Talking tech since 2003

In 2017, the world saw an unbelievable amount of both natural and manmade tragedies. From Hurricane Irma, flooding and monsoons in South Asia, earthquakes across Mexico and tragic storms across Africa, nature has tested man’s preparedness for emergency medical care. Following all of these events there is a rush to send aid, money and some sort of humanitarian relief. Yet some companies are stepping forward to offer their technological support.

While there are many different platforms, tools and applications of these emerging products and services, there are eight companies working in partnership with the Israeli Export Institute to bring their offerings to the masses. In working with the Foreign Trade Administration at the Ministry of Economy and Industry, the Israel Pavilion is bringing advanced emergency and digital health solutions for every patient and every situation to help intensive care, cardiac, trauma and other medical emergencies.

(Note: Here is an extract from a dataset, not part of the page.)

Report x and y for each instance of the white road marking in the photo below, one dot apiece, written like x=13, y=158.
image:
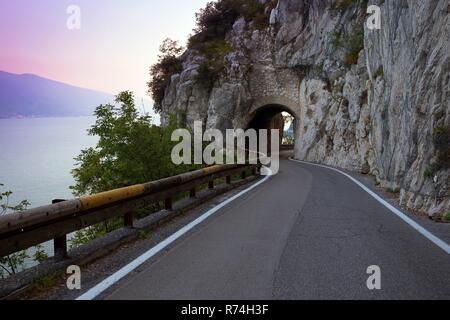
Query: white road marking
x=114, y=278
x=427, y=234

When resources are limited, first responders, surgeons and medical teams need to act quickly and their technology needs to act even quicker. Some of the highlights of the Israel Export Institute’s offering this year, lies within each individual company. For example, Inovytec and its VentWay. One of the most dangerous parts of any medical work in the field can be transport time. With the VentWay, Inovytec is prepared to bring small ventilators for out-of-hospital care and therapy in field conditions in a lightweight and portable device.

Along those same lines, Guide in Medical is specializing in the respiratory field enabling clear tracheal identification as well as fast, accurate and safe intubations. Guide in Medical’s intubation device is based on a non-invasive electronic illumination patch when placed on the patient’s neck. The device is designed for one-time-use for the most difficult of intubations.

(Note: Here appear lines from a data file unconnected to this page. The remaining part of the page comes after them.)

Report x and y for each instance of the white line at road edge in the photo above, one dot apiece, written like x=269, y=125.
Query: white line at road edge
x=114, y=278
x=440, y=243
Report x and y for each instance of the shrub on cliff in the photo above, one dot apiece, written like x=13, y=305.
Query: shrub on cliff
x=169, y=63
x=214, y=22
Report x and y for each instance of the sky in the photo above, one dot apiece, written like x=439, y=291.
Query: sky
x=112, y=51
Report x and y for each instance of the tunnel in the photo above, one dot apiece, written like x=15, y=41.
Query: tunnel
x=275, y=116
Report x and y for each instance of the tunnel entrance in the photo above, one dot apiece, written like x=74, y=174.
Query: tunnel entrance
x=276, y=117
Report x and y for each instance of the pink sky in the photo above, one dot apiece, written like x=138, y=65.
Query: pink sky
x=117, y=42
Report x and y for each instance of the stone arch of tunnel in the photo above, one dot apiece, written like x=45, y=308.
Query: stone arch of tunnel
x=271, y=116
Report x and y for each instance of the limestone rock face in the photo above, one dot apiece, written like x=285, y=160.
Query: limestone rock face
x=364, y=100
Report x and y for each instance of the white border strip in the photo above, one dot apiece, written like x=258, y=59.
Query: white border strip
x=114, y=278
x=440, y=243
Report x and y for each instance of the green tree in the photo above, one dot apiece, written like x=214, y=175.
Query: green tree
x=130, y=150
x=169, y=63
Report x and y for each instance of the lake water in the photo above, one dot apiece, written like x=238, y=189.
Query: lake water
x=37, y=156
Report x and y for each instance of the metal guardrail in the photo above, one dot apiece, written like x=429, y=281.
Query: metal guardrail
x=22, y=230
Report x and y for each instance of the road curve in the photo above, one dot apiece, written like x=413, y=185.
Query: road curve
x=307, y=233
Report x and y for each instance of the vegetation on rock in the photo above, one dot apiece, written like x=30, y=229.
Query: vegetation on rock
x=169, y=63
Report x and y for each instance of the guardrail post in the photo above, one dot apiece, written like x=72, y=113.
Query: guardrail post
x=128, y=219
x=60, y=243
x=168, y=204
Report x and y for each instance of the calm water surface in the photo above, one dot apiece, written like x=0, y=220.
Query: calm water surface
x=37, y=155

Aside from the technological showing, the Israel Export Institute also supports well-funded companies that would even give any Silicon Valley funded company a run for their money. CNOGA is a non-invasive medical monitor device company using image sensor data to provide automatic measurements for the 14 blood parameters for needle-free monitoring for diabetics. CNOGA, with solutions for diabetes, blood pressure monitoring and blood chemistry analysis received $50 million in funding in 2017.

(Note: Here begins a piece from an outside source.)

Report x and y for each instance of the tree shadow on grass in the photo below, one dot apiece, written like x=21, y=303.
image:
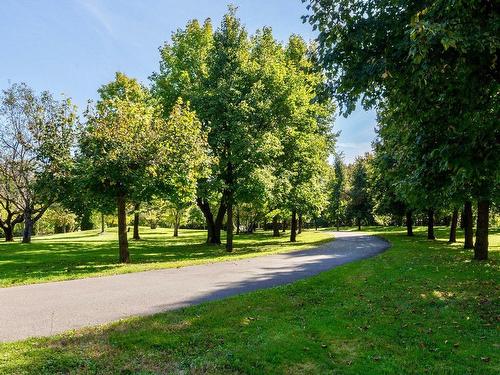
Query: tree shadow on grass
x=89, y=253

So how does all of this translate for EMS providers? Part of the luxury of having a group like the Israel Export Institute gathering these companies in one area is easy access for medical providers in any specialty. However, it goes without saying that many of these products are still pre-FDA stage, meaning launch dates can be as early as January 2018. Many of these companies are competing a difficult, and ever-changing market yet with the support of IEI and other networks, many of these companies may be able to make waves with consumers and investors alike.